Friday, December 31, 2010

The Past Year


While I sit here waiting to ring in 2011, I can't help but think about all that has happened this last year. It feels like a lifetime ago that I had the talk with Miller's doctor. It feels like ten years ago that Miller started Kindering. All these huge, life altering things happened, and it's only been nine months. The longest nine months ever. I am happy however, that so much has happened and that so much is being done to help Miller with this journey. He has made leaps and bounds since last March. I know he will make even more progress in the coming months and the year.
Happy New Year! May 2011 be filled with happiness, joy and good health from our family to yours!
CHEERS TO 2011!

Tuesday, December 21, 2010

Happy Holidays!


A gift for you:
May you have the gift of tolerance, understanding and patience. May you have the gift of love and laughter. May you have the gift of joy, friendship, faith and family. May you have the gift of life, and enjoy the journey that it brings.
These are the important things under the tree and around the table.

Merry Christmas from my family to yours!

Monday, December 13, 2010

Individual Results May Vary


It's always hard for me to think about the future. I try to focus on the here and now, but it's the night before Miller's ADOS test, and I'm nervous. Not because of the test itself, but because the results it's going to yield.
When I look at other kids that are older than Miller, I get excited for Miller's development, but then a little piece of me, the little envious piece, feels a pinch of pain.
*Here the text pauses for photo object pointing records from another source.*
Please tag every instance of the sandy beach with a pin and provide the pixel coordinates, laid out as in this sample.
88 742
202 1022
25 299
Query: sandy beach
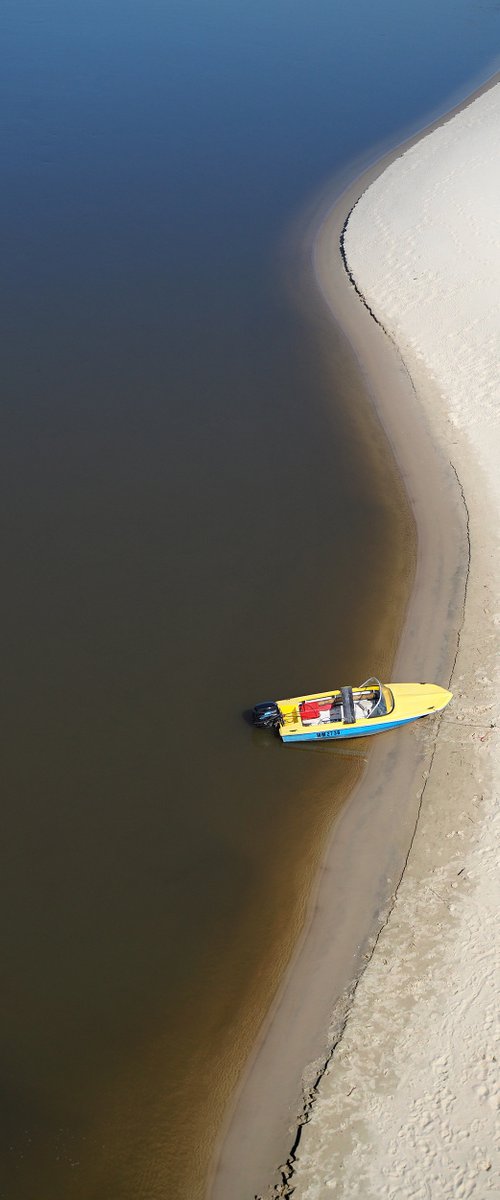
429 785
408 1105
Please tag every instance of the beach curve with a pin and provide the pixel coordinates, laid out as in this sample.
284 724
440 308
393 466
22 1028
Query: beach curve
350 883
408 1103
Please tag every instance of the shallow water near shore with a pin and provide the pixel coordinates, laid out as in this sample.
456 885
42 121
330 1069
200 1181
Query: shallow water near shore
196 497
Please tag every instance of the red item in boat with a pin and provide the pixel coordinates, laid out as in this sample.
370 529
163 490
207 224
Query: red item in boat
311 709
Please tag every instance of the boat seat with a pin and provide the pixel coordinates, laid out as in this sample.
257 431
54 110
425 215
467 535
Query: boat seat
348 706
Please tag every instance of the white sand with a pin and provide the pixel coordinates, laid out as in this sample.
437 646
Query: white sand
409 1104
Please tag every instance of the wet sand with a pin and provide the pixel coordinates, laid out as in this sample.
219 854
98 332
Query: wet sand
409 1102
371 839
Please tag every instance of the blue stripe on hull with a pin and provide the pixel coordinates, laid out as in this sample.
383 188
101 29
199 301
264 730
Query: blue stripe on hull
348 732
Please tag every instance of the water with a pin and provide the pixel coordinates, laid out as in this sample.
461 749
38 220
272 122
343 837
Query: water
181 538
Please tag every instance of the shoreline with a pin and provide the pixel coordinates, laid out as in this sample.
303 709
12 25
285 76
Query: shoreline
408 1105
355 882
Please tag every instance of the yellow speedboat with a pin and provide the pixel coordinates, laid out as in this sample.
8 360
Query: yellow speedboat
351 712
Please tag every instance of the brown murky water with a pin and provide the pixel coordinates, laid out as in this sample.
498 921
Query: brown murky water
196 504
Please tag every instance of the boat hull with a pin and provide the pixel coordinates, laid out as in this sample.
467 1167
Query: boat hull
348 731
405 703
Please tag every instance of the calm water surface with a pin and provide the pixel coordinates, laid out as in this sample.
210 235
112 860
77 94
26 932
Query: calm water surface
181 537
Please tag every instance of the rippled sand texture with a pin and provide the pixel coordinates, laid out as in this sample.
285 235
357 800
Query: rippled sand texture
408 1105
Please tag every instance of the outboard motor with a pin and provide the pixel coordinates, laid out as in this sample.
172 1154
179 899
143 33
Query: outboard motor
266 715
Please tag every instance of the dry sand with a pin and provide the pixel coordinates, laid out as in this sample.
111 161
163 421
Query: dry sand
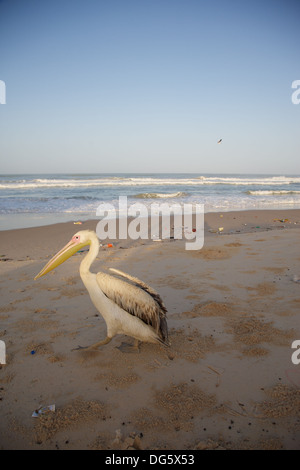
226 382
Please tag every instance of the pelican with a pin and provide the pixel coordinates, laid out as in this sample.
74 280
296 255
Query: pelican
129 307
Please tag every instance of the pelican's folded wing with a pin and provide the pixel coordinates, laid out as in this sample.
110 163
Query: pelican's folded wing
136 298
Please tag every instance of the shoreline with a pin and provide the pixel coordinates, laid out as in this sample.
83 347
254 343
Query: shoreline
226 382
20 221
234 222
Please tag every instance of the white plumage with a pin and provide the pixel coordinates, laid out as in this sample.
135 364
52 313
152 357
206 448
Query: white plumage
129 307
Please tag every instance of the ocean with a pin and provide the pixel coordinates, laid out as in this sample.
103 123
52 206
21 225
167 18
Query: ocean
33 200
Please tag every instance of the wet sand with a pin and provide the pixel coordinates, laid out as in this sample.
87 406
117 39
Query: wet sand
227 380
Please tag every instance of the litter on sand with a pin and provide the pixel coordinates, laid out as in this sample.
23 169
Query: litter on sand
43 410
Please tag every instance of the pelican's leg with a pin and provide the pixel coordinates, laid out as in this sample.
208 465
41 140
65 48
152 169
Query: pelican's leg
94 346
128 348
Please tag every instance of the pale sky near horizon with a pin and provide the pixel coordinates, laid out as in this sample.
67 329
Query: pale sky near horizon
149 86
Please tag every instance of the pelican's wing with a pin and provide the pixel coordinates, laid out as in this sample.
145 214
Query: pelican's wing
136 298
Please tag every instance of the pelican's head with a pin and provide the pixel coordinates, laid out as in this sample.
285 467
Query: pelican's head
78 241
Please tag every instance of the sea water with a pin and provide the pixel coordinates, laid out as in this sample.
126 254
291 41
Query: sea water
32 200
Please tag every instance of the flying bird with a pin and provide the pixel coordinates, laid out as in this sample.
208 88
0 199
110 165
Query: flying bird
129 307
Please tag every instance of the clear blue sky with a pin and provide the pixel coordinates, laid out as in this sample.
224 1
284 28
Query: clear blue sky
149 86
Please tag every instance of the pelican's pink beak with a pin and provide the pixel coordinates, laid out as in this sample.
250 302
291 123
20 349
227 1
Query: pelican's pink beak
65 253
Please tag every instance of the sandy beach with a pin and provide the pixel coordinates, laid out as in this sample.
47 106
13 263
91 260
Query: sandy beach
226 382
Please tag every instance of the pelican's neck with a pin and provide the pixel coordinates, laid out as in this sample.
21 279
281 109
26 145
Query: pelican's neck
91 256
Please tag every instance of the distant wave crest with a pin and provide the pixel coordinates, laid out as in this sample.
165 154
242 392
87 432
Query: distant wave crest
159 195
271 193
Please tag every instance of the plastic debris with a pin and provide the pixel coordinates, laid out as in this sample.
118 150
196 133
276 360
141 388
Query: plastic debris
43 410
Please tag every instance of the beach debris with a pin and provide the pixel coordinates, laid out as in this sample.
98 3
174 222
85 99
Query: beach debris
43 410
281 220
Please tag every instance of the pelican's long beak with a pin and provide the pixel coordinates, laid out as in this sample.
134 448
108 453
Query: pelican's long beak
65 253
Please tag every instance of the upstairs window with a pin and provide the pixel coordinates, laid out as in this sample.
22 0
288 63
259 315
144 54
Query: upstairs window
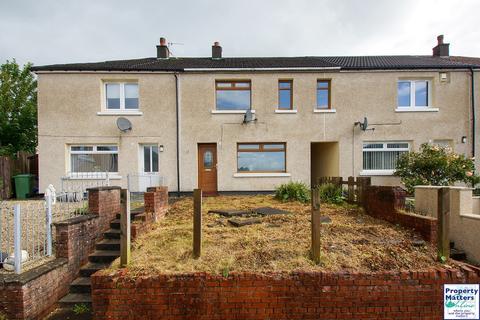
88 158
121 96
233 95
285 94
323 94
413 93
383 156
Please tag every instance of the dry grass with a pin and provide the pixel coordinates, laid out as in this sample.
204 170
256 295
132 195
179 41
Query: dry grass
354 241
While other parents are planning for school, I'm wondering if Miller will get potty-trained. While other parents are forming futures for their children, I'm wondering if Miller will ever live on his own. Will he have a family? Will he go to college, have friends, a job? While I know all this is uncertain, and I still hold a little glimmer of hope that he will be high-functioning, I am faced with such difficult questions. How do I plan for the future? I don't like to think of Miller being 7, 12, or 18. I just can't do it. I don't even know where we will be next month. But plans still need to be made and put into place. I just wish there was a comforting stepping stone for me to hop to.

Tuesday, December 7, 2010

Arguments


I hate arguing. I avoid it as much as possible, but this argument was different, and would prove to be the best of my life thus far.
It went something like this:
Miller handed me his sippy cup after a second filling of milk.
Me: (made the sign for "all finished") "All done."
Miller: (makes the sign for "more" and points to his sippy cup)
Me: "No, all done."
Miller: (makes the sign for "more" wildly and points to his sippy cup)
Me: "No, we are all done!"
Miller: (stomps feet, whines loudly, and points)
Me: "All done."
It went like this several more times with Miller growing more frustrated that I was ignoring his signs.
In the end he won, and after a third helping of milk, he promptly passed out on the couch. I think I have a milkaholic on my hands...
This was Miller's first real non-verbal communication with me that was completely comprehensive and held attention. I am so proud.